Wakil Ketua MPR RI Lestari Moerdijat mengungkapkan bahwa kompleks percandian di Batujaya yang merupakan candi Buddha, berasal dari abad ke-5, jauh lebih tua daripada Candi Borobudur (abad ke-8). Pada masa yang sama, kerajaan-kerajaan Hindu mulai tumbuh. Namun, kedua pemeluk agama itu bisa hidup berdampingan.

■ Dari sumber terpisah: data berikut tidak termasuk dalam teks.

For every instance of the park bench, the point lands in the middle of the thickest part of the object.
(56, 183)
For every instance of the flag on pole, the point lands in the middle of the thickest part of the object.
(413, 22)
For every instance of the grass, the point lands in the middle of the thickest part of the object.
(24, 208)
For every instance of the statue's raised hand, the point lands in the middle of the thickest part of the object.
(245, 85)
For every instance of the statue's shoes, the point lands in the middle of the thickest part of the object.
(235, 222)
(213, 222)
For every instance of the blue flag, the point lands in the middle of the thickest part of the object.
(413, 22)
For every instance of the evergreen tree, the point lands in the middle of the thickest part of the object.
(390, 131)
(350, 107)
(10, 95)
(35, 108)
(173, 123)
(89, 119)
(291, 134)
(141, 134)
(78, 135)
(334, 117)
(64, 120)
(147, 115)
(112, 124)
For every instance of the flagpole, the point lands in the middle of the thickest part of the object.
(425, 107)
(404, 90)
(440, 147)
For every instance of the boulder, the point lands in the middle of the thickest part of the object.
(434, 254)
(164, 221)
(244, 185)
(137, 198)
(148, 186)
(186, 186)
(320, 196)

Lestari menambahkan bahwa empat pilar kebangsaan—Pancasila, UUD 1945, NKRI, dan Bhinneka Tunggal Ika—bukan hadir di ruang kosong. Empat Pilar Kebangsaan itu hadir dari perjalanan panjang bangsa ini. Berbagai pikiran besar bertemu, yang kemudian membentuk kita menjadi satu bangsa. Peninggalan bersejarah di Batujaya adalah bagian penting dari perjalanan sejarah itu.

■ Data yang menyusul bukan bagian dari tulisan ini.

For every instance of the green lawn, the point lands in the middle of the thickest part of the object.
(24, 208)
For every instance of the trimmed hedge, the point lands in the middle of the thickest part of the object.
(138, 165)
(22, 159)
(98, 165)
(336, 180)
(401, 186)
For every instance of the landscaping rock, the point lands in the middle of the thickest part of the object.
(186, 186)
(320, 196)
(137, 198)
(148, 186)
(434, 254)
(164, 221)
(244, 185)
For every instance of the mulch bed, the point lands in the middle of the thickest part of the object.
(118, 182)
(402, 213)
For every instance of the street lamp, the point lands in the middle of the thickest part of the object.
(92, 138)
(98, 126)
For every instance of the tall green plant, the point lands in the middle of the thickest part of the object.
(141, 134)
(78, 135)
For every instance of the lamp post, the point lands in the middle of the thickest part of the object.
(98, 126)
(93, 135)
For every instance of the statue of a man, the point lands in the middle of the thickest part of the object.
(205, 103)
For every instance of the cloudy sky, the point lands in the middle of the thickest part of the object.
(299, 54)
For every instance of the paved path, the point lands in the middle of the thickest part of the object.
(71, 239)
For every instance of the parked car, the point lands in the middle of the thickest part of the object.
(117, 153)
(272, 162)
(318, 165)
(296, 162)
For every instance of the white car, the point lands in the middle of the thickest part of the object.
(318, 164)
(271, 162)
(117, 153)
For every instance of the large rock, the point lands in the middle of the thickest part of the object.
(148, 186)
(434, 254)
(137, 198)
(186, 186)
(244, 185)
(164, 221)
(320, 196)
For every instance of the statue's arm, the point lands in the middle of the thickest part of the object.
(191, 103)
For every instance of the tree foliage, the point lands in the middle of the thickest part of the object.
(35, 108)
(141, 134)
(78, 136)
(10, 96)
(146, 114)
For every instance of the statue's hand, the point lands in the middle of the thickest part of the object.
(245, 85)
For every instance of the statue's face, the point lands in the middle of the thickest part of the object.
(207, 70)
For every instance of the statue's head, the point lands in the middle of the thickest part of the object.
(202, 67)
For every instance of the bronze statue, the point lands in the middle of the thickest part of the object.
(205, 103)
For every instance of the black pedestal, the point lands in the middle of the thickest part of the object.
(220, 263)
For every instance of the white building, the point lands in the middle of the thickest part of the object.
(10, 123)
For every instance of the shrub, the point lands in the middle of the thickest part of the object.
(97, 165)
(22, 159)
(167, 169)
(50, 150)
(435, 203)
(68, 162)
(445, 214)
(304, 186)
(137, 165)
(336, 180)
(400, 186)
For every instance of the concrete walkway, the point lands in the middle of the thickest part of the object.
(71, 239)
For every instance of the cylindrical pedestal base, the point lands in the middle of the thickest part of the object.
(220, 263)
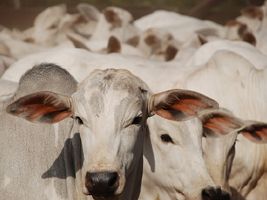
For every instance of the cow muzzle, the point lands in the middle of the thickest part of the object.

Wakil Ketua DPR RI Saan Mustopa menegaskan pentingnya dukungan kebijakan dan kolaborasi lintas lembaga dalam merawat situs bersejarah yang berskala nasional itu. Karena, menurut Saan, pengembangan kawasan Situs Batujaya membutuhkan dukungan dari sejumlah sektor, seperti infrastruktur untuk kemudahan akses jalan menuju kawasan situs, dan penataan kawasan yang kewenangannya berada di sejumlah institusi dan lembaga.

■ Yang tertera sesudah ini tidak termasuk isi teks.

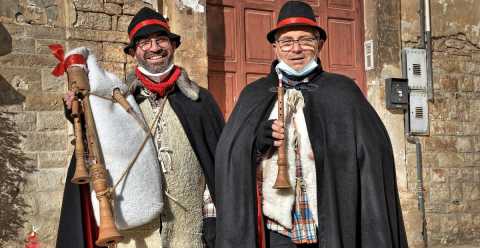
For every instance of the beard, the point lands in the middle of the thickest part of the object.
(156, 67)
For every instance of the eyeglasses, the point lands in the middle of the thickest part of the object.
(146, 44)
(306, 43)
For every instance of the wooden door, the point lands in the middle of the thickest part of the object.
(239, 53)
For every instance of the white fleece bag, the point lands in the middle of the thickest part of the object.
(138, 197)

Kolaborasi yang kuat antara para pemangku kepentingan di pusat dan daerah, institusi pendidikan, serta masyarakat, ujar Saan, harus direalisasikan sebagai bagian upaya pengembangan kawasan Situs Batujaya.
Kepala Balai Pelestarian Kebudayaan Wilayah Jawa Barat Retno Raswaty mengungkapkan bahwa Situs Batujaya merupakan situs yang relatif baru ditemukan pada sekitar tahun 1980-an. Menurut Retno, sebuah peninggalan bersejarah tidak bisa eksis tanpa nilai-nilai yang ada di belakangnya.
Retno mengungkapkan bahwa kolaborasi pihaknya dengan Program Studi Arkeologi FIB UI merupakan langkah strategis dalam proses pelestarian warisan budaya nasional. Dia berharap, di kawasan Situs Batujaya dapat terbangun ekosistem yang harmoni antara budaya agraris yang sudah ada sejak masa lalu dengan pengembangan candi-candi di Situs Batujaya yang sarat nilai-nilai budaya dan agama.
Kesimpulan dari semua ini adalah bahwa Situs Batujaya merupakan bukti peradaban luhur bangsa Indonesia yang memiliki nilai-nilai keberagaman dan toleransi. Oleh karena itu, pengembangan kawasan Situs Batujaya harus dilakukan dengan kolaborasi yang kuat antara para pemangku kepentingan di pusat dan daerah, institusi pendidikan, serta masyarakat.
Disclaimer: Artikel ini dibuat dengan bantuan AI Gemini/ChatGPT yang dimodifikasi oleh editor untuk kenyamanan pembaca.